Il successo di “Donda” l'ultimo disco di Kanye West (in vetta per la prima settimana anche nella classifica FIMI, qui la recensione ) è targato anche Italia. L'ingegnere del suono di quel disco è nato e cresciuto a Conegliano Veneto: dal 2006 quando si è trasferito in America è diventato uno dei nomi più richiesti nel mondo hip-hop e urban. Ha già lavorato nei dischi di Jay-Z, Jennifer Lopez, Common, Snoop Dogg, Sia, Kid Cudi e mille altre nomi della scena rap e urban statunitense che trovate sul suo sito Il suo nome è Maurizio Sera, ma è noto a tutti come Irko M Sera. Lo abbiamo raggiunto telefonicamente nel suo studio a Los Angeles per farci raccontare un po' di lui e del suo lavoro al tavolo del mix.

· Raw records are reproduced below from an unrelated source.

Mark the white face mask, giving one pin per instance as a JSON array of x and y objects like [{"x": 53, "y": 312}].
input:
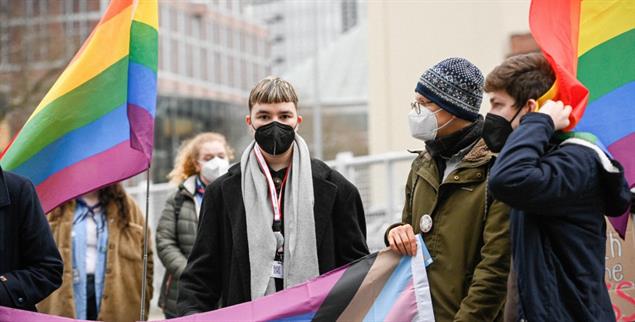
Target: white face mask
[
  {"x": 423, "y": 125},
  {"x": 214, "y": 168}
]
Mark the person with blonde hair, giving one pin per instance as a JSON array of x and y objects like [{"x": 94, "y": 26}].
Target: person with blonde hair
[
  {"x": 277, "y": 193},
  {"x": 100, "y": 237},
  {"x": 199, "y": 162}
]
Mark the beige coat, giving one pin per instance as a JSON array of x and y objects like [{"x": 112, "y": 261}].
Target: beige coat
[{"x": 124, "y": 267}]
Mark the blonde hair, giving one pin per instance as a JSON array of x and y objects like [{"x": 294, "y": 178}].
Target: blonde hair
[
  {"x": 272, "y": 89},
  {"x": 186, "y": 158}
]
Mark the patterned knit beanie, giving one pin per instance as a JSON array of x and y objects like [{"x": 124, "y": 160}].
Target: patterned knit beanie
[{"x": 456, "y": 85}]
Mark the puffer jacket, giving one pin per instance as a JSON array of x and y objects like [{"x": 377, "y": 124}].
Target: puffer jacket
[
  {"x": 121, "y": 297},
  {"x": 175, "y": 237}
]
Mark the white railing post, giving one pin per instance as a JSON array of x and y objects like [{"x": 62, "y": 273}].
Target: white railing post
[{"x": 343, "y": 165}]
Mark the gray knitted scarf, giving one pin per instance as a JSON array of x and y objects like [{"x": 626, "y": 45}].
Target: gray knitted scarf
[{"x": 300, "y": 249}]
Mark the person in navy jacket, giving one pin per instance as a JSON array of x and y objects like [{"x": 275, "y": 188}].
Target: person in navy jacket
[
  {"x": 30, "y": 264},
  {"x": 559, "y": 190}
]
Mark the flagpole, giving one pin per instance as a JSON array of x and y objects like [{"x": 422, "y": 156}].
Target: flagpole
[{"x": 145, "y": 249}]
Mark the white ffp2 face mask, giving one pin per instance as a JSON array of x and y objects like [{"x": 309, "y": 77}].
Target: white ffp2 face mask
[
  {"x": 424, "y": 125},
  {"x": 214, "y": 168}
]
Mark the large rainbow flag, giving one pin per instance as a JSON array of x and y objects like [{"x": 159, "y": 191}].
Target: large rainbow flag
[
  {"x": 379, "y": 287},
  {"x": 591, "y": 46},
  {"x": 95, "y": 125}
]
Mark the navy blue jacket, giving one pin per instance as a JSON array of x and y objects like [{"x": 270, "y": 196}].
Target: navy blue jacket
[
  {"x": 30, "y": 264},
  {"x": 559, "y": 195}
]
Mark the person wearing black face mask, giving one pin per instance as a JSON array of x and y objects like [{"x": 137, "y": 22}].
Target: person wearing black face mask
[
  {"x": 496, "y": 129},
  {"x": 559, "y": 191},
  {"x": 276, "y": 193}
]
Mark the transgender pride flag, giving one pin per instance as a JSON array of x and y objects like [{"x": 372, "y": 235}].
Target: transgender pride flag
[{"x": 379, "y": 287}]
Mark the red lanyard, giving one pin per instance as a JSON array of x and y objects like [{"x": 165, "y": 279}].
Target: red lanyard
[{"x": 276, "y": 200}]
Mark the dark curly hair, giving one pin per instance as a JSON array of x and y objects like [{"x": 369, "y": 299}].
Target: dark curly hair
[
  {"x": 114, "y": 193},
  {"x": 523, "y": 77}
]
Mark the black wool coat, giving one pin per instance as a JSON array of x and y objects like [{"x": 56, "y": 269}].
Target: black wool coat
[{"x": 218, "y": 267}]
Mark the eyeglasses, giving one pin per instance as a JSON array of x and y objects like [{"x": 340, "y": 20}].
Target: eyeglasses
[{"x": 416, "y": 106}]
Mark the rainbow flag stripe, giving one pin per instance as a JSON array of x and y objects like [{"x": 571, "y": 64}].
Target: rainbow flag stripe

Quali sono stati i tuoi inizi in Italia?
Io ho sempre avuto una grande passione per l'audio, prima ancora che per la musica. Che è una cosa strana, solitamente avviene al contrario. Ed è per questo che poi mi sono innamorato della musica hip-hop che al tempo (erano gli anni 90) era il genere che aveva più “contenuto sulle basse”, specialmente quello proveniente da NewYork. E quindi mi sono concentrato fin da subito su questo genere, aprendo ormai più di vent'anni fa il mio primo studio di registrazione, specializzato nell'hip-hop e quindi per pochissimi. A me non interessava il pubblico dell'hip-hop, ma volevo solo migliorare il mio lavoro del mix su quella musica. Così una volta affinato la tecnica sono andato negli States.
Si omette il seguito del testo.